Yes, we crossed the beams, and did NOT get instantaneous protonic reversal. <G>

If you have a 60" GE, you should also be doing 2,100,000 lumens from the arc. The luminous efficacy of a carbon arc is actually pretty darn good, even with the ballast resistor. Of course, the down side is the rods only last about 2 hours. But the crater temperature is essentially at the boiling point of carbon, close to 6600F, and with the rare earth salts in the mix, it's about as efficient a white light source as you're going to get. As they get larger, they also get a lot more efficient. And yes, we're talking 175 lumens per watt!



BVH said:


> Actually, having owned one up until last May (with a Grade 8+ mirror), I did lots of research on the light produced from my GE 1942A. Carbon Arcs produce about 42 Lumens per Watt.
> 
> 73 running Volts DC (ballasted down from about 98 Volts) x's 150 running Amps = 10,950 Watts
> 10,950 Watts x's 42 Lumens = 459,900 Lumens.
> ...


----------



## -Virgil- (Nov 1, 2009)

Kuryakin said:


> Yes, we crossed the beams, and did NOT get instantaneous protonic reversal. <G>



But did the Sta-Puft Marshmallow Man appear? ;-)

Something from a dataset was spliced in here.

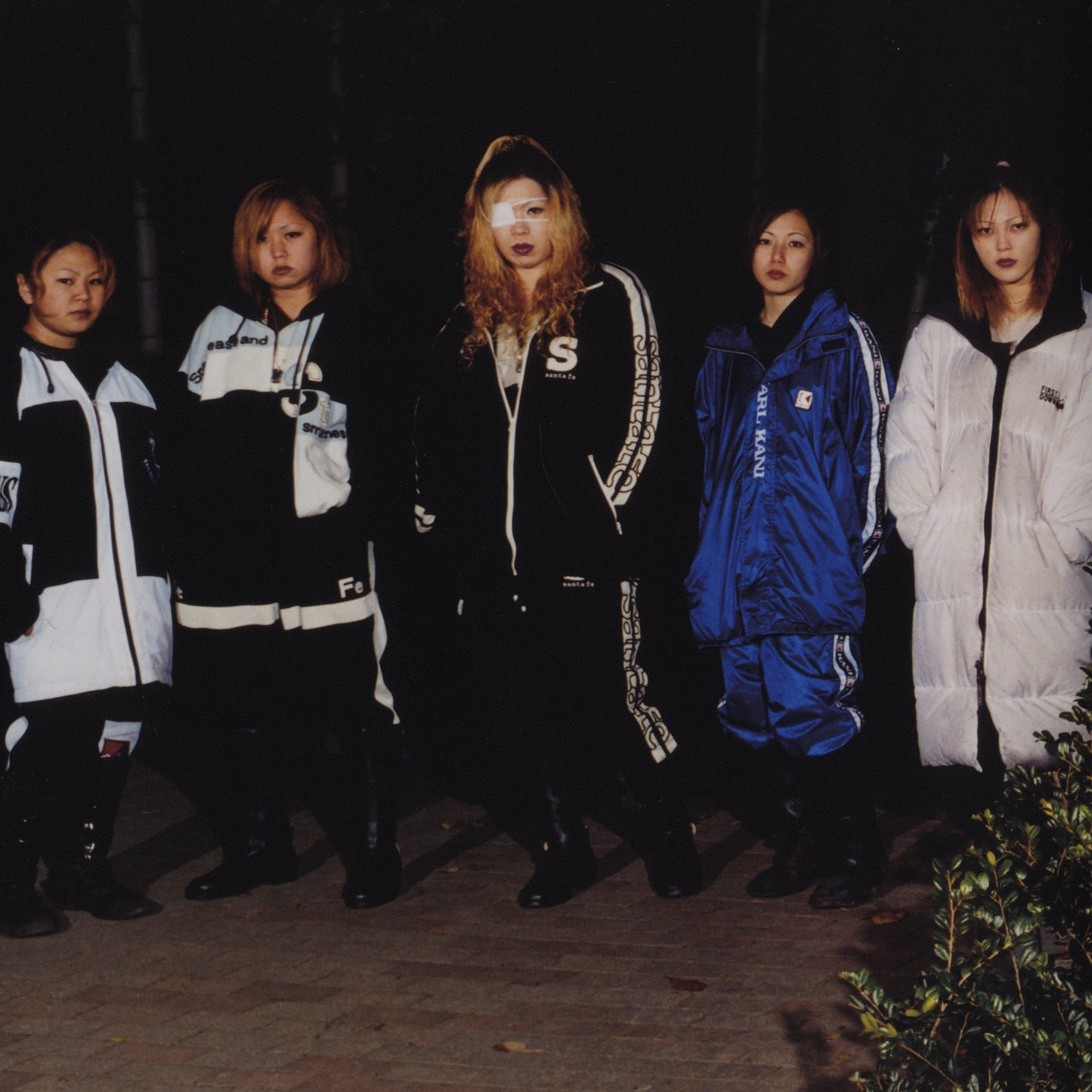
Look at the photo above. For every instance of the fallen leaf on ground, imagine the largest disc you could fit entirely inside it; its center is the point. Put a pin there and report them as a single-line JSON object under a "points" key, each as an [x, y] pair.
{"points": [[687, 985], [888, 917]]}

Seriously sweet light - nice work on the resto!


----------



## LuxLuthor (Nov 1, 2009)

I still can't believe BVH sold his. Biggest problem with these beauties is air traffic control violations, unless these are owned by the U.S. Armed Forces. Then, as you recently saw with the Air Force One over NYC Photo Op, they can do whatever the **** they want without any notification.


----------



## Kuryakin (Nov 2, 2009)

Really? We've never had a problem, and we're right on the flight path into and out of Dover Air Force Base! We don't have the sound locator option (apparently only one light in the nation has this) and that would allow the light to follow the sound of the aircraft! Pretty cool for 1942 technology! 
Otherwise, it would be a quick flash in the cockpit, and that's it. Not a laser, so, don't think this is all that big a concern. 



LuxLuthor said:


> I still can't believe BVH sold his. Biggest problem with these beauties is air traffic control violations, unless these are owned by the U.S. Armed Forces. Then, as you recently saw with the Air Force One over NYC Photo Op, they can do whatever the **** they want without any notification.


----------



## ducat (Nov 2, 2009)

I want one.

I have absolutely no idea why or what I could possibly do with it.

But I want one.


----------



## Zeruel (Nov 2, 2009)

Nah...not for me. There's no clip for EDC.


----------



## BVH (Nov 2, 2009)

A lot of my jobs were on the Instrument Landing System (ILS) approach to Burbank-Bob Hope Airport. I, as a diligent operator, I kept my eye out for aircraft on approach and took steps to ensure the beam was perpendicular to and below the flight path from the point the aircraft was 2 miles out until the aircraft was overhead. I then resumed rotations. On a typical night, there were about 12 - 18 aircraft. Same with the dozens of police and private helicopter passages near my light. While not required to do so, it helped ensure that Air Traffic Control/FAA and the Police Departments stayed happy and therefore, had no negative interest in my operation.


----------



## IgNITEor (Nov 2, 2009)

Kuryakin said:


> Really? We've never had a problem, and we're right on the flight path into and out of Dover Air Force Base!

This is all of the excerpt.